Scoring

A score here is a calibrated indicator that a capacity is present — never the capacity itself, and never the thing being optimised. A self-organising collective maintains its own viability; it has no intrinsic reason to play Pong. That it can be made to is what we measure — and a bare number means nothing until you say what it is measured against. So each task’s raw metric is mapped onto $[0,1]$ against two anchors, a floor and a ceiling:

\text{normalised} = \operatorname{clamp}\!\left(\frac{\text{raw} - \text{floor}}{\text{ceiling} - \text{floor}},\; 0,\; 1\right)

Read it as the fraction of the gap from chance to the reference that this collective closed. Zero is not “did nothing” — it is “no better than the null”.

Anchors carry their provenance

ScoreAnchor replaces the hand-typed magic numbers. Each anchor is a value, a kind, and a provenance string, so no floor or ceiling is a number someone once eyeballed:

ANALYTIC — a principled bound: tracking’s chance level $\mathbb{E}[\cos\theta]=0$ , or a true maximum such as “intercept every ball” ( $\text{hit\_rate}=1$ ).
NULL_MEASURED — a measured chance floor: the score of a null policy, run, not guessed.
REFERENCE_MEASURED — a measured ceiling from a named reference agent.

Source: src/tasks/Scoring.jl (ScoreAnchor, normalized_score), src/tasks/Tasks.jl (the per-task anchors).
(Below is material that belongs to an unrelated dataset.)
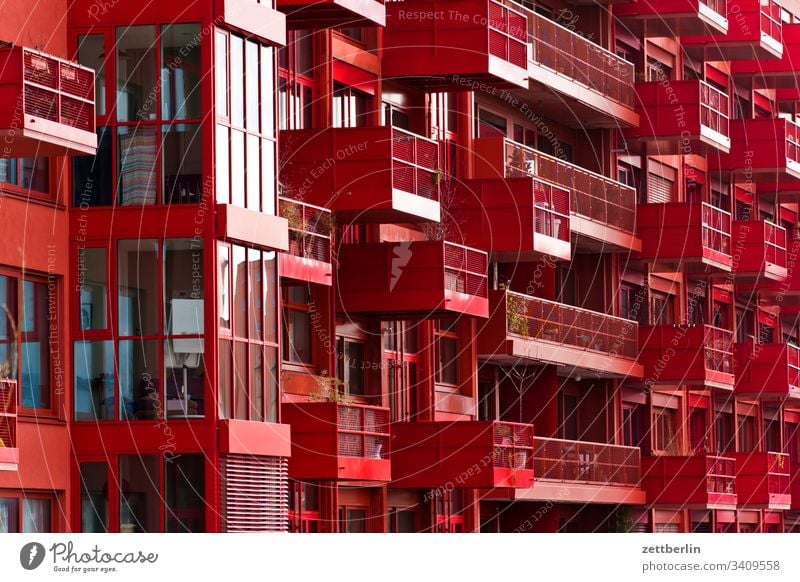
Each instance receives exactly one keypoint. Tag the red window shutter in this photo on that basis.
(255, 493)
The null is model-agnostic

The floor is the score of :null_random — a policy that ignores its input and emits uniform-random effectors. Model-agnostic on purpose: a sweep varies the node type, and a “dead reservoir” null would mean something different for each, whereas “no better than acting at random” is the same zero for every model. calibrate_task runs it over seeds and records the floor with provenance, e.g. null=null_random, score_key=forage_score, seeds 0:7, git ….

This is why several floors sit well above zero: a random forager still drifts $\approx 0.46$ of the way to the source just by wandering, so a forage score only counts once agents beat undirected search.

Source: src/nodes/NullRandom.jl, src/tasks/Calibration.jl (calibrate_task).

Gates keep the indicator honest

An indicator is only trustworthy if a degenerate solution can’t game it. The wall task rewards collision avoidance — but “avoid every collision” is trivially won by not moving. So the wall score is collision-free navigation gated by movement: a frozen agent scores $\approx 0$ because the gate — not the score — zeroes it. The gate encodes the unstated half of the task (“while behaving”); it is never the competence signal. (The same pattern gates rhythm tasks on oscillation amplitude.)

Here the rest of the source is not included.